表1●「クライシス・コミュニケーション」が失敗する典型的なパターン
失敗の要因 
(1)第一報の軽視 
  危機発生の第一報を「たいしたことではない」と軽視して、その後、想定以上に被害が大きくなってしまう 
  消費者からの「変な味がする」といった通報を、大規模な食中毒事件への予兆として注意するのではなく、通常のクレームと認識してしまう
(2)事後の不適切な対応 
  危機発生後に企業の取る対応が、社会一般の常識から考えて「いかがなものか」と批判的に見られる 
  不祥事を起こした企業の経営者が、責任を取って会長職を辞任したものの、名誉会長としてとどまる
(3)初期対応の遅れ 
  危機が発生した直後の初期対応に時間がかかる 
  経営トップや取締役が緊急時対応の決断を先に延ばす、対策本部の設置が遅れる、緊急記者会見の実施までに時間がかかる、など
(4)当初の説明とは異なる事実の発覚 
  緊急記者会見やプレスリリース公表後、当初に説明した事実が間違っていたことが分かる、あるいは、当初の説明とは異なる事実が分かる 
  関係者からの内部告発がきっかけで、緊急記者会見で発表した事実の誤りや虚偽が明るみになる
(5)経営トップや幹部の失言、不適切な態度 
  緊急記者会見に出席した経営トップや幹部社員の発言・態度に、不適切な内容が含まれる 
  他者への責任転嫁、質問に対する感情的な発言・態度、被害者や一般消費者の感情を傷つけるような言葉・表現、など

(1)第一報の軽視
 危機発生の第一報を「たいしたことではない」と軽視して、その後、想定以上に被害が大きくなってしまうパターンである。食品会社が、消費者からの「変な味がする」といった通報を、大規模な食中毒事件への予兆として注意するのではなく、通常のクレームと認識してしまうようなケースが典型である。

(2)事後の不適切な対応
 危機発生後に企業の取る対応が、社会一般の常識から考えて「いかがなものか」と批判的に見られるケースは多い。過去の実例では、不祥事を起こした企業の経営者が、責任を取って会長職を辞任したものの、名誉会長としてとどまる、といったケースがある。これは当然ながら社会各方面から批判を浴び、結局、名誉会長から外れて無役となった。

(3)初期対応の遅れ
 危機が発生した直後の初期対応では、スピーディな対応が鉄則である。しかし、実際には初期対応の遅れとして、様々な事態がよく起こる。典型的なものを挙げると、
 第一報が経営トップの耳に入るまでに時間がかかる
 経営トップや取締役が緊急時対応の決断を先に延ばす
 対策本部の設置が遅れる
 事実関係の情報収集体制に欠陥がある
 緊急記者会見の実施までに時間がかかる
などである。実は、どのケースも根底にある原因は同じである。それは緊急時対応の体制に関する「平常時の準備不足」だ。これに尽きると言ってもよい。

(4)当初の説明とは異なる事実の発覚
 企業の緊急時対応の失敗例として記憶されている多くのケースは、ほとんどがこのパターンに当てはまる。事件や事故、不祥事などが起こって緊急記者会見を実施、または、プレスリリースなどでコメントを出す。ところがその後、当初に説明した事実が間違っていた、あるいは、当初の説明とは異なる事実が分かった、というパターンである。

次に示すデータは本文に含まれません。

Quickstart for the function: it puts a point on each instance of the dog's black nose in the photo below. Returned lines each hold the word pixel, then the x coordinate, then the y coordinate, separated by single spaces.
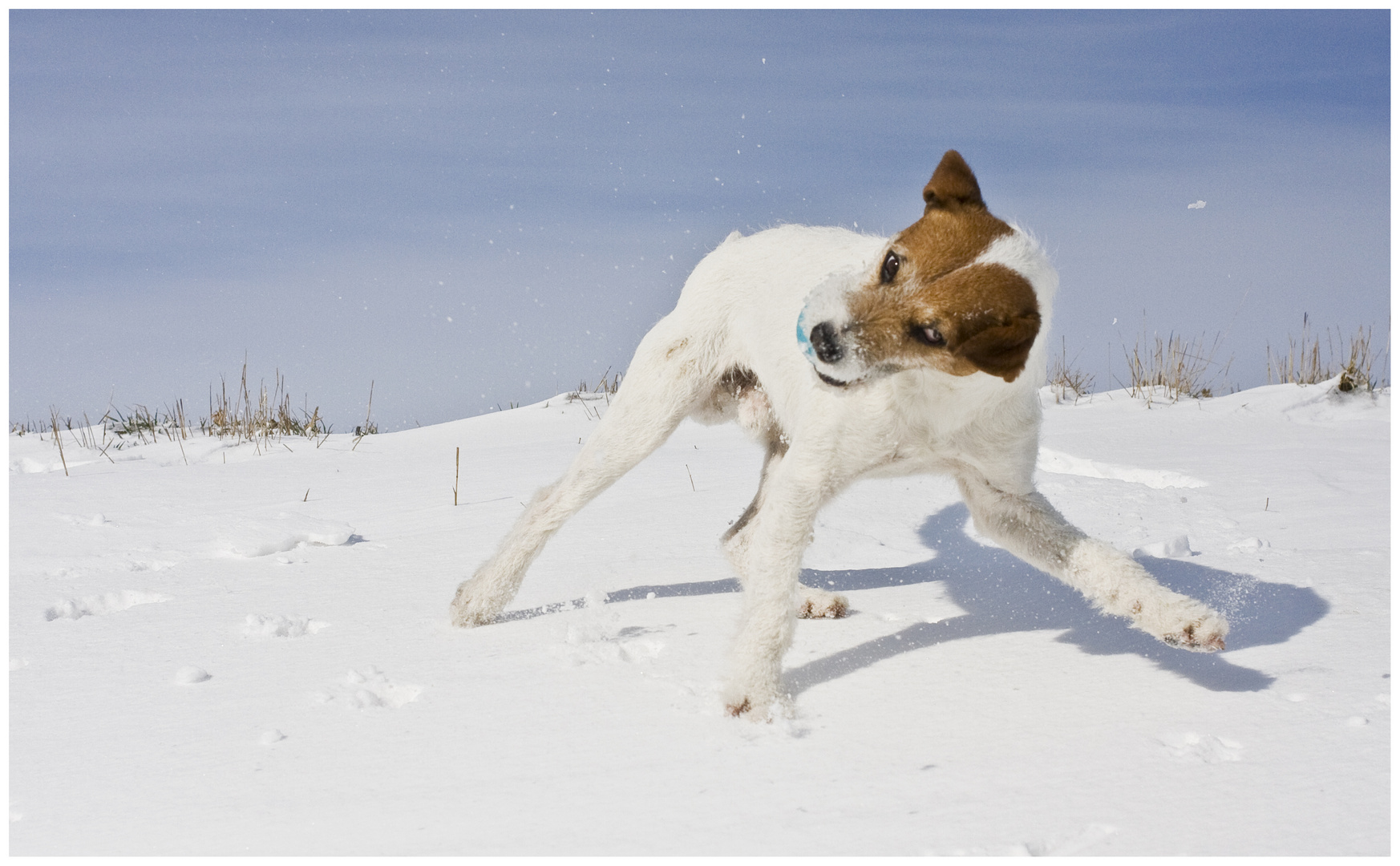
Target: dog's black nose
pixel 825 345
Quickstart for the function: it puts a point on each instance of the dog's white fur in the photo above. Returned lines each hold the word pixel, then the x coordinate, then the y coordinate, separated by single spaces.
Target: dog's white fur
pixel 737 312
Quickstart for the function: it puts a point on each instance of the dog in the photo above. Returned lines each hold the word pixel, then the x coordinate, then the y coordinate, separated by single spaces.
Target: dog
pixel 850 356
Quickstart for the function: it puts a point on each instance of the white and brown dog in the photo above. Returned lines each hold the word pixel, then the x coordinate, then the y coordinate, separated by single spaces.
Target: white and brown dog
pixel 850 356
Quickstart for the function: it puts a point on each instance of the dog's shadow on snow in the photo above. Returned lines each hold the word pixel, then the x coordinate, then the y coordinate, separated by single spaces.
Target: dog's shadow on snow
pixel 1004 595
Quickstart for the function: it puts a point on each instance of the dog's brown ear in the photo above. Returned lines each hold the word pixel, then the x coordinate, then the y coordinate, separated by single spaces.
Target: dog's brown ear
pixel 953 185
pixel 1001 349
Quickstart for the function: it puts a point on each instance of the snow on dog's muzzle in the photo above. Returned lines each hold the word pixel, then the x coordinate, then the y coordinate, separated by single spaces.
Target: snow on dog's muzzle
pixel 823 325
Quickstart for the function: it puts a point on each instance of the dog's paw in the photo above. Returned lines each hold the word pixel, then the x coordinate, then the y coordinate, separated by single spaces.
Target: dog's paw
pixel 758 710
pixel 1204 634
pixel 821 605
pixel 469 609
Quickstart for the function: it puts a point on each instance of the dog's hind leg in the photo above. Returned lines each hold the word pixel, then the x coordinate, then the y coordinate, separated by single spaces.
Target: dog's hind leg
pixel 661 386
pixel 811 603
pixel 1030 528
pixel 767 556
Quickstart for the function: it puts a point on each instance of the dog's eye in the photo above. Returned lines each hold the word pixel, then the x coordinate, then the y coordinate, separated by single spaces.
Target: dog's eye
pixel 889 268
pixel 930 334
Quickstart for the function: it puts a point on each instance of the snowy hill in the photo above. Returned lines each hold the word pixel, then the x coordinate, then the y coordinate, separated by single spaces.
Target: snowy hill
pixel 241 650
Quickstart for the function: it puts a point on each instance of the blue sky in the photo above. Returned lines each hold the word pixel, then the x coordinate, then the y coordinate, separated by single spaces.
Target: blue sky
pixel 474 208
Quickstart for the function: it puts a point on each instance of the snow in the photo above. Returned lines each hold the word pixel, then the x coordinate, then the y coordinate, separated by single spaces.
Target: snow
pixel 242 650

 事実の誤りや虚偽が明るみになるきっかけは、「会見で会社が発表したことは間違っている」といった関係者からの内部告発であることが非常に多い。これが最近の特徴である。

 メディアは再度、緊急記者会見を要求して企業側の説明を聞くことになる。最初に発表した事実が明らかに間違っていたとすれば、その企業から発せられた情報に対する信頼は大きく失墜する。当然、報道のスタンスとしても、その企業に対する批判的な傾向が強まることになる。

信頼を失う要因としては

 発表内容が二転三転する
 杜撰な調査結果を発表する
 意図的に嘘をついた、あるいは、隠蔽工作を行っていた
などが挙げられる。特に最後のケースは、新聞やテレビ、インターネットでの批判的な報道に続いて、週刊誌などでも大きく取り上げられ、企業に対するマイナス・イメージは雪だるま式に膨らんでいく。「クライシス・コミュニケーション」の観点では最悪の失敗のパターンである。

(5)経営トップや幹部の失言、不適切な態度
 これは緊急記者会見に出席した経営トップや幹部社員にたまに見られるケースである。具体的には
 他者への責任転嫁
 反省の見られない発言内容、態度
 メディアからの質問に対する感情的な発言内容、態度
 失言。例えば、被害者や一般消費者の感情を傷つけるような言葉、表現
などが挙げられる。
メッセージを相手にどこまで伝えられるか

 ここまで紹介してきたように、「クライシス・コミュニケーション」には様々な失敗のパターンがある。では、成功するために欠かせないポイントは何だろうか。それは「企業側の伝えたいメッセージを、相手(各ステークホルダー)が納得できる段階まで伝えられるか」だ。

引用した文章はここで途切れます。